20130910

8(日)
労働。帰宅すると(…)が寿司を購入して待っていてくれた。フライトの経由先であるバンコクでの宿泊手続きやら大学の新セメスターの登録やら調べものやらの細々としたアレで一日中パソコンとにらめっこしていたという。飯食ってイチャついて眠くなるまでおしゃべりして就寝。
 
9(月)
労働。カウチサーフィンで知り合った日本人男性と上賀茂神社にちびっこたちの相撲を見に行っていた(…)であるが、しきりに疲れたと連呼するのでどういうわけかとたずねると、どうも信じられない距離を徒歩で移動したらしい。顔も胸元も真っ赤に日焼けしている。おまけにくだんの日本人は英語が全然だめだめだったという。去年の夏のおれくらいだったとたずねると、まったくそのとおりという返答。イエス、それは間違いなくつらい。おまけにシャイだし優柔不断だしわたしようやく典型的な日本人に会った気がするわ、あなたはわたしにとってとてもノーマルだけれどでもこの社会においてはどうだか知れたものじゃないわね。
 
10(火)
朝食パンケーキ。プリンターのインクと(…)のヘアバンドを購入するべくビブレに徒歩で出かける途中、ロンドンのボーイフレンドは浮気しているに違いないとまくしたてるので、どうしてわかるのかとたずねると、定期的に送信されてくるE-mailの日常報告があまりに抽象的すぎるからだという。今日は友達といっしょに出かけただとか友達と一緒に飲んだだとか、その友達っていったい誰なのって話なのよ、彼には大学外にたくさんの友人がいるらしい、それは知ってる、けれどその友人のひとりとしてわたしは知らないのよ、もう知り合ってから二年も経つのに! わたしもうロンドンに戻りたくないわ、彼にも会いたくないし住む家だって探さなきゃならないし大学の授業もまたはじまる、ほんとうに気が滅入ってくる。
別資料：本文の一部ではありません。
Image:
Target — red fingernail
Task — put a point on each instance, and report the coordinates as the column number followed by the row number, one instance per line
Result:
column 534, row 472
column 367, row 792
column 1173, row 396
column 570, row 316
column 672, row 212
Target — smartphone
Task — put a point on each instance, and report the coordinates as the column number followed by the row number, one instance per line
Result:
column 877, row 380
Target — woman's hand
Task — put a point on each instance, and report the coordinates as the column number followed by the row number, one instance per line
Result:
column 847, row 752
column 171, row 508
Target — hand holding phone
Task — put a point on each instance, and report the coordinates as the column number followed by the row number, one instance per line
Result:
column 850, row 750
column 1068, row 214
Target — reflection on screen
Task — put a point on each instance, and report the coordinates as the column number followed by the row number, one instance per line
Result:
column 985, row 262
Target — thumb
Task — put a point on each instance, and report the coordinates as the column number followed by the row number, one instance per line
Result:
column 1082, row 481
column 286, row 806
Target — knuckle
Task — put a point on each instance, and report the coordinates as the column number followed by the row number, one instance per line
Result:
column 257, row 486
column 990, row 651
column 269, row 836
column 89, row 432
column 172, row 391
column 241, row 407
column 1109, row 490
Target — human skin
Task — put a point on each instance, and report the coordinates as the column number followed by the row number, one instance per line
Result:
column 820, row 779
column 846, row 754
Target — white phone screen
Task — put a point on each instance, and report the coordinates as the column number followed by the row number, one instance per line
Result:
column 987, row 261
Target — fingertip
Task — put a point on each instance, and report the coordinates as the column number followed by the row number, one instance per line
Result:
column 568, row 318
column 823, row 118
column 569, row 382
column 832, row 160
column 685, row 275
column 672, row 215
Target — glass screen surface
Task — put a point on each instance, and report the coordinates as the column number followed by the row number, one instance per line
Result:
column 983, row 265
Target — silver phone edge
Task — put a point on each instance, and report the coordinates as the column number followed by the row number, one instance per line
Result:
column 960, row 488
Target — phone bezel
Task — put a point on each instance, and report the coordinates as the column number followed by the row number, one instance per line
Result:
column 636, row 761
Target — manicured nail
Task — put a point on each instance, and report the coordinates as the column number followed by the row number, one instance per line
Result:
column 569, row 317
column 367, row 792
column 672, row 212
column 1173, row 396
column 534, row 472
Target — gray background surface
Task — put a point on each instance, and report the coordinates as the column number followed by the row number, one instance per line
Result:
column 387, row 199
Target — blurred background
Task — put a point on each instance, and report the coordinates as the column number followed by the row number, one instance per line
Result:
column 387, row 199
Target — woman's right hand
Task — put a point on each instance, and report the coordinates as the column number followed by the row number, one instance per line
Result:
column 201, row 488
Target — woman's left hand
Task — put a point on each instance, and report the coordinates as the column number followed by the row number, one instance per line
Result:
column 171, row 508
(…)のボーイフレンドはLSDが大好きで、おなじ好き者同士で集まってはしょっちゅう喰らっているらしいのだが、どうもその方面のツレと浮気しまくっているんじゃないかと、これは女の勘よと(…)は強調していう。ねえ、どうして男ってのはみんな浮気するわけ?(おまえがそれを言っちゃうわけと思いながら)いくらかの男は、だろ。そうね、で、あなたは浮気しないの?少なくともこれまでしたことはない。あなたのそういうところすごくいいと思うわ。おれもそう思うよ。でもときどき執筆と浮気するわね。それは浮気といわない。彼女がベッドで裸で待っているのに平気で無視して書き物するじゃない。たまたま気づかないだけだよ、集中しすぎているんだ、声をかけてくれればいい。それって惨めよ。以前付き合っていた娘にも似たようなことをいわれたことがある、あなたはわたしよりパソコンのほうが好きなのねって。わたし彼女の気持ちすごくわかるわ。なか卯で衣笠丼を食し、アジア系の雑貨店を冷やかしたのち、帰宅。(…)がカフェの手伝いに昼過ぎから出かける予定だというのでそのつもりで動いていたのだが、帰宅するなり今日はどこにも出かけたくない、ひとりで本を読みたいと言い出し、ドタキャン。冴えわたった自己中の有無をいわさぬ発露を、巻き込まれた当事者目線よりやや離れた位置からはじめて傍観。なるほど、こういう思考回路なのかと思う。いずれにせよこちらはPC片手に当初の予定どおり単独行動させてもらうだけだというつもりでいたのが(そうして(…)自身あなたはやくカフェにでも出かけていきなさいよと茶化すようにこちらをうながしていたのが)、出かけるまぎわになって結局ちょっとイチャついていきなさいよという命令に転じ、一昨日交わした約束をいきなり破り去るようにいう。この点についてことを終えたあとで一悶着生じたが、わたしは矛盾だらけなの、そのときそのときの気分にだけ従うだけだから、あなた知っておいたほうがいいわよ、これが女なんだから、という(…)の言葉にもはや怒る気力もなく笑いながら沈没し、目覚めれば18時半。夕食をとり、大家さんを題材にした(…)さんのドキュメンタリーをそろって視聴し、そうしてまたすぐに眠った。